Quand on ne trouve pas de travail, pourquoi ne pas émigrer ? Bien des Français vont chercher fortune ailleurs ! Pourquoi restent-ils dans leur cul de basse fosse, pourquoi ne se prennent-ils pas en mains ? Les femmes philippines vont partout en Asie pour nourrir leurs familles, les ouvriers vont construire les stades du Qatar, etc. Effectivement certaines populations émigrent ainsi, mais outre que c’est bien souvent pour se trouver en esclavage, encore faut-il y voir un avenir ? Quant aux Français qui émigrent, ce sont ceux qui sont formés, qui voient des opportunités ailleurs, ils émigrent par le haut, ce qui est évidemment impossible aux laissés pour compte de nos quartiers déshérités. Que peuvent-ils proposer ? Depuis toujours ils se savent hors circuit. Et où est ailleurs ? Quand on est abandonné dans un pays comme la France on est au bout du chemin (du rouleau), que peut-on trouver plus loin ?
On constate que l’Europe (ou les pays dits du Nord) attire les migrants. C’est vers nous qu’ils viennent pour avoir un avenir ; nous sommes la destination finale. Quand on crève ailleurs, par balles ou de faim, on abandonne tout pour venir vers d’autres cieux. Le monde s’est fait de migrations. Et justement l’Europe prétend bloquer ce processus. On construit des murs, on « externalise », c’est-à-dire qu’on construit des processus pour empêcher les candidats à la migration de frapper à notre porte. On dépense sans compter dans Frontex qui est ainsi la source de revenus des passeurs et la cause des morts en Méditerranée (sans compter toutes les exactions que subissent les candidats à la migration tout au long de leur périple, mais on ferme pudiquement les yeux, qui d’entre nous sortirait vivant de tels parcours ? C’est inouï comme nous admettons les pires exactions pour les autres que nous ne voulons pas voir.)

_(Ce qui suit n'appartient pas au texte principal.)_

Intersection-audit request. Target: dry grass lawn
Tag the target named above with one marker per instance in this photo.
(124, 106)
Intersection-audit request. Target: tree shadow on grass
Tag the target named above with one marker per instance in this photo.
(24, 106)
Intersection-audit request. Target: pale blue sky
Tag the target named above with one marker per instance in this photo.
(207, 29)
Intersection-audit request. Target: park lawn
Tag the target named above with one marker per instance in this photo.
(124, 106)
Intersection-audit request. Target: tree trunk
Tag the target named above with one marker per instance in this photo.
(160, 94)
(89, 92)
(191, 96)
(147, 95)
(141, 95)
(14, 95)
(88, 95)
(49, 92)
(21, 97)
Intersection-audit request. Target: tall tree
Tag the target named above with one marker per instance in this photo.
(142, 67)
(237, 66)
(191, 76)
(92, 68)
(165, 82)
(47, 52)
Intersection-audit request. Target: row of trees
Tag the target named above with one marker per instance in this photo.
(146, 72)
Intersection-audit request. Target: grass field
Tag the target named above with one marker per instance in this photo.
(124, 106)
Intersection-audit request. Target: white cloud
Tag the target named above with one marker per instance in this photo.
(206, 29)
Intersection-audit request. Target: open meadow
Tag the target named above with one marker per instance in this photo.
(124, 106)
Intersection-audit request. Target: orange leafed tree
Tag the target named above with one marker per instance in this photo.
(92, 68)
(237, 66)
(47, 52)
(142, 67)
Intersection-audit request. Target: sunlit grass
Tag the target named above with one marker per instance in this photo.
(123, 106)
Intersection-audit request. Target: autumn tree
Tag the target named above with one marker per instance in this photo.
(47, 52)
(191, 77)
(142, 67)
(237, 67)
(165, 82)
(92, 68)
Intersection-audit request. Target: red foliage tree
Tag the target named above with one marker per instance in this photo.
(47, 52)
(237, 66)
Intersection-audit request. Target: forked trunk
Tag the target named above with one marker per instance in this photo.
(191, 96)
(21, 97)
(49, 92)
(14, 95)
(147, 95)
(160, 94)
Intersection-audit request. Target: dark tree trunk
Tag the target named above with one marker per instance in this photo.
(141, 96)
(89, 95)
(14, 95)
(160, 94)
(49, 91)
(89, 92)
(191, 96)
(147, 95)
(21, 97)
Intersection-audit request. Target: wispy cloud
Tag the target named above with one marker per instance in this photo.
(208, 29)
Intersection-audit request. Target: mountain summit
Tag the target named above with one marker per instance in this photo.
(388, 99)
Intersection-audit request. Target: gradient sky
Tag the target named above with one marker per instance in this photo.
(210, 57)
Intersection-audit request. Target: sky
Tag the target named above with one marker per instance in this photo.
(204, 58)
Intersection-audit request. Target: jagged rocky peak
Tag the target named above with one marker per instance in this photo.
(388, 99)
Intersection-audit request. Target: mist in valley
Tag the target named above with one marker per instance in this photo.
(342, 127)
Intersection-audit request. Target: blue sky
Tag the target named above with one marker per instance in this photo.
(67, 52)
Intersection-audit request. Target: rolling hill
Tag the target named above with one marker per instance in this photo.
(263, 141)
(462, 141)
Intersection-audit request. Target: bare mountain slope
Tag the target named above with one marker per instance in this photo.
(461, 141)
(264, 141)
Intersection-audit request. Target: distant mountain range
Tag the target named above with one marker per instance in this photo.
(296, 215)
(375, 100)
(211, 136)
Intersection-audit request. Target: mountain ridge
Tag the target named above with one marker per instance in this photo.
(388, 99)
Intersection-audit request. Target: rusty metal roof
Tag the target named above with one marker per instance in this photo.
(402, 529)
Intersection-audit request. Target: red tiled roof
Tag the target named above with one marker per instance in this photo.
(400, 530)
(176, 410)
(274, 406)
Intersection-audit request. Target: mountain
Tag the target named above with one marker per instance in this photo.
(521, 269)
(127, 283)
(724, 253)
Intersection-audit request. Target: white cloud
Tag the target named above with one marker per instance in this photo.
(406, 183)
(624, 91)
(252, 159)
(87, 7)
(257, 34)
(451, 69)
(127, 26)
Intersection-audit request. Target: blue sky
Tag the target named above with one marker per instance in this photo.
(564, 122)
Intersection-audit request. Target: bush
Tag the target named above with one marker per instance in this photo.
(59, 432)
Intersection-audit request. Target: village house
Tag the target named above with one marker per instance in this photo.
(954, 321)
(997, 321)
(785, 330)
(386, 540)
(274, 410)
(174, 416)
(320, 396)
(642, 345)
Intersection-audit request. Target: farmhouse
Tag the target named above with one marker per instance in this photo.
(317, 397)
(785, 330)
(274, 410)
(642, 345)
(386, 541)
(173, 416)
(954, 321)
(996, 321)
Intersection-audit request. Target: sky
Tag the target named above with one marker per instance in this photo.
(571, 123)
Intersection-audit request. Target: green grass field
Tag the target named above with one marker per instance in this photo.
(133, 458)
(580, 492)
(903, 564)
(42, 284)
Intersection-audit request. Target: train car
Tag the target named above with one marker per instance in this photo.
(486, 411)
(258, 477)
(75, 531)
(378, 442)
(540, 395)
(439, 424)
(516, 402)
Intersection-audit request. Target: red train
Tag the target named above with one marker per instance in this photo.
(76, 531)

Et à ceux qui ont traversé avec succès toutes ces épreuves, à nouveau nous opposons nos refus. Une fois arrivés ils subissent toutes sortes de discriminations. Comme disait un élu municipal d’Aix à propos des Roms, « à force de leur rendre la vie impossible, on peut espérer qu’ils repartiront ». Quand il s’agit des Roms, d’ailleurs, tout est possible, il n’y a aucune retenue dans les discours discriminants, de haine. On détruit toutes leurs affaires dans chaque expulsion, et sans état d’âme on recommence. Quel est le responsable qui accepte de voir vraiment leurs conditions de vie ? Comment peut-on supporter cela ? Mais « ce sont tous des voleurs », ou bien « ils n’ont qu’à ne pas être là, c’est leur faute » comme disait un sous-préfet. N’oublions pas que les habitants des quartiers abandonnés sont majoritairement des migrants de première, seconde ou troisième génération. Ces souffrances de la migration, de l’abandon sans retour de leur pays, de leurs biens, de leur société, cela les a menés dans l’impasse qu’ils subissent.
Et dans ce fond sans fond dans lequel ils se trouvent, on ajoute la discrimination, le mépris. Comment s’étonner de leur haine ? Cette haine les met à la merci de toutes les manipulations pour devenir une folie meurtrière. Certains se tapent la tête contre les murs, quelques-uns mettent en œuvre toute leur haine accumulée avant de finir dans le mur.
Ce monde, c’est le nôtre. Alors ? Que faire ? Attendre le prochain attentat ? Y a-t-il une solution ? Certains de ces damnés de la terre croient encore à un ciel qui les consolera, alors ils subissent en espérant une sortie... à travers leur mort. Religion opium du peuple, Marx avait raison. Mais ceux qui ne croient pas à un tel ciel solution de leurs malheurs où trouvent-ils une issue ? Ils la trouveront si nous nous retroussons les manches, si nous décidons de construire un autre monde. Nous ne pouvons plus nous résigner à ce monde politique totalement disqualifié, nous ne pouvons pas accepter ces discours économiques qui nous expliquent au nom du bon sens qu’il est normal que les uns se gavent et que les autres crèvent, nous ne pouvons pas accepter que la compétition soit l’alibi permettant de jeter ceux qui n’ont pas gagné, nous ne pouvons pas accepter tous ces discours discriminatoires.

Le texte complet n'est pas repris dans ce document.